A senior Iraqi Kurdish politician hinted that talks between the Iraqi Kurdistan Regional Government (KRG) and the outlawed Kurdistan Workers’ Party (PKK) have already started as part of the Turkish government’s recently launched peace process to disarm the militants and solve the Kurdish question.“We [the Kurds in northern Iraq] have not yet established a commission [for talks]. But the Kurdistan Democratic Party [KDP] is in talks [with the Kurdistan Workers’ Party]. In the past, we had pursued a rather secret process but now this is not that secret any longer. We are in dialogue with those who are in the [Kandil] mountains [where the PKK is headquartered] to lay their weapons down,” said Kosrat Rasul, deputy secretary-general of the Patriotic Union of Kurdistan (PUK), in an interview with the private broadcaster CNNTürk.
Apart from National Intelligence Organization (MİT) meetings with Abdullah Öcalan, the imprisoned leader of the PKK, the KRG’s involvement in the process is seen as an additional track toward reaching a breakthrough in the PKK problem. Turkish officials have already mentioned the possibility of launching talks in Arbil, the capital of the northern Iraqi autonomous region, but there were no concrete developments on the state of talks there.
Rasul’s words are interpreted to mean only initial talks have been launched in Arbil as no roadmap has been set by Turkey so far.

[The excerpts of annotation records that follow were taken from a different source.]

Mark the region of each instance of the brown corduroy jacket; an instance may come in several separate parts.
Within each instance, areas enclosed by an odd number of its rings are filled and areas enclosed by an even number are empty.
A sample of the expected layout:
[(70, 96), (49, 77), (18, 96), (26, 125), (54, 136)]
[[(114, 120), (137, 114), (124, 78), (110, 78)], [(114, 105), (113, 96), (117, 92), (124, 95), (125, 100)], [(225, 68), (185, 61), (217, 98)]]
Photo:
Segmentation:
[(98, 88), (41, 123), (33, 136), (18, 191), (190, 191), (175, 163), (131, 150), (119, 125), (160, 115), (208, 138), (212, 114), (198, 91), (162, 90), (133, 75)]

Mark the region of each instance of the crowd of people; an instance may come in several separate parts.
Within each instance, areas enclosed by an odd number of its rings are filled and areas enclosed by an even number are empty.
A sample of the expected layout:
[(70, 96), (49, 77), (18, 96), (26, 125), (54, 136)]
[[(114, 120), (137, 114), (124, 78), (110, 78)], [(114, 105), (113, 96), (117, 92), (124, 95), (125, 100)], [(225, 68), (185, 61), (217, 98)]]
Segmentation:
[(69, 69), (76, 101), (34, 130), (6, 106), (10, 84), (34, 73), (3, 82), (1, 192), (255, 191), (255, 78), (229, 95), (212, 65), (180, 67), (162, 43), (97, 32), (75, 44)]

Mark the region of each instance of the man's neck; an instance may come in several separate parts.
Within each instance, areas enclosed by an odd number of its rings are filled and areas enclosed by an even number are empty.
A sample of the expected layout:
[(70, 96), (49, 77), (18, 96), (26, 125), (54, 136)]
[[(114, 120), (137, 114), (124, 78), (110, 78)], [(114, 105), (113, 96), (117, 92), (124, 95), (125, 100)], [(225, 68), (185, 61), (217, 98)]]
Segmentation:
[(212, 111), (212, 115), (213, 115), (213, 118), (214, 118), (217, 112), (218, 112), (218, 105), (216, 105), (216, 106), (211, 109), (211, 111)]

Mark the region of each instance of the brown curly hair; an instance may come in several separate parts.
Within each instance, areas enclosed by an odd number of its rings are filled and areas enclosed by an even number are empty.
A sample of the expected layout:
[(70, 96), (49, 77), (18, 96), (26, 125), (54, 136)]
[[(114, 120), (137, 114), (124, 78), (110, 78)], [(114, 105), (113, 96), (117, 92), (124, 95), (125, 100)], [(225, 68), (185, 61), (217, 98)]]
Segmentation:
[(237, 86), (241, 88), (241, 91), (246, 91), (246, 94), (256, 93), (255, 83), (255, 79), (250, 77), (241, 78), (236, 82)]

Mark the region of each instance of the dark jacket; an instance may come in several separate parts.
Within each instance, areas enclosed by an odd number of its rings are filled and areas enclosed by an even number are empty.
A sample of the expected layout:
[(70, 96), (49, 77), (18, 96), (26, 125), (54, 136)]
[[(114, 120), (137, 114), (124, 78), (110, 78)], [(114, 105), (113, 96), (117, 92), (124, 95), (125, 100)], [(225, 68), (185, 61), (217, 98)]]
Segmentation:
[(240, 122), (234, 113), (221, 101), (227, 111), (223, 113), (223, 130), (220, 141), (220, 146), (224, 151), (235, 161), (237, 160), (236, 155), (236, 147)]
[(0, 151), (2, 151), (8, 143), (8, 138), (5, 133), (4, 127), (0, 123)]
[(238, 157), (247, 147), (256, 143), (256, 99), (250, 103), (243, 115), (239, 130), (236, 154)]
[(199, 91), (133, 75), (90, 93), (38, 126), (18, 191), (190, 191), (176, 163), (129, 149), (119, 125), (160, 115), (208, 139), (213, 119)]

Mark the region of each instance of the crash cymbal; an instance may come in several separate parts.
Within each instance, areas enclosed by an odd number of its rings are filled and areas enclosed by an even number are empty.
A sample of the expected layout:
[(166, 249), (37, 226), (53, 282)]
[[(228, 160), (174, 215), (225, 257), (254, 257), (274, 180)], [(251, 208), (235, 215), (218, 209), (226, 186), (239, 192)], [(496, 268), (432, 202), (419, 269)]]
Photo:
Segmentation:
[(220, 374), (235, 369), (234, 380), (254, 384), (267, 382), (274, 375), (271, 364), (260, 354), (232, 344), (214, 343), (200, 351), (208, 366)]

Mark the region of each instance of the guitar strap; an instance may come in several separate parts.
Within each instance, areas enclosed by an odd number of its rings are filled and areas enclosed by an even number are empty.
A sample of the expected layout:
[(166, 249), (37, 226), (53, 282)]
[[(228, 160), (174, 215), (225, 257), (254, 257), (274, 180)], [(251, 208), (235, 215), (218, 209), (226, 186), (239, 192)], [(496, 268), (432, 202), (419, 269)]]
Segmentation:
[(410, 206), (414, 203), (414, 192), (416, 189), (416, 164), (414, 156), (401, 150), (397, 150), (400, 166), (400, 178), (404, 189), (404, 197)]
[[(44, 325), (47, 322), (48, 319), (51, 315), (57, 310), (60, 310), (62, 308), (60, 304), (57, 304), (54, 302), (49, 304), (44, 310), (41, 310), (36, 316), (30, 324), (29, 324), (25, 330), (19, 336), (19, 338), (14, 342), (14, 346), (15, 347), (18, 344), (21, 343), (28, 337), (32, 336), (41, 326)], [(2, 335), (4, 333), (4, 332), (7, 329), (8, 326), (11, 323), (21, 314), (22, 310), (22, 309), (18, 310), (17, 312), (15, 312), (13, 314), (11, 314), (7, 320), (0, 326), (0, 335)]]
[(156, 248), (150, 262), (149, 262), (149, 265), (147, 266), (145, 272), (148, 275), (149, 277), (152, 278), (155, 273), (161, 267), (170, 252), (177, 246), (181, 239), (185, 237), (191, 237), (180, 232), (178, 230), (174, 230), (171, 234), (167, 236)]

Hikmat Qarim, another leading PUK official, recalled that Talabani tried to mediate between the PKK and Turkish government 18 years ago and that Iraqi Kurds were always in favor of playing a role in this sense to bring peace and stability to the region. “We’ll play this role wholeheartedly. Either as the party or as the regional government, we are doing all of this within the knowledge of Turkey,” Qarim said.
The PUK official recalled that they provided their full support to the process launched by Turkey and recalled that they have promised their best to all relevant parties, including the PKK, through either private conversations or the media.
Rasul said Iraqi Kurds appreciated Prime Minister Recep Tayyip Erdoğan’s recent move in launching this process to solve the Kurdish question. “We’ll always give our backing for the solution of this problem. Our support will be serious because we want a peaceful solution, not one through terrorism,” he said.
The peace process launched by the Turkish government has received strong endorsement from the PUK, whose leader is ailing Iraqi President Jalal Talabani. Rasul held two days of meetings with top Turkish officials in Ankara including President Abdullah Gül and Prime Minister Recep Tayyip Erdoğan amid Ankara’s efforts to disarm the PKK through dialogue. The PKK has its headquarters and training camps in northern Iraq, a region under the reign of Masoud Barzani, president of the Iraqi Kurdistan Regional Government.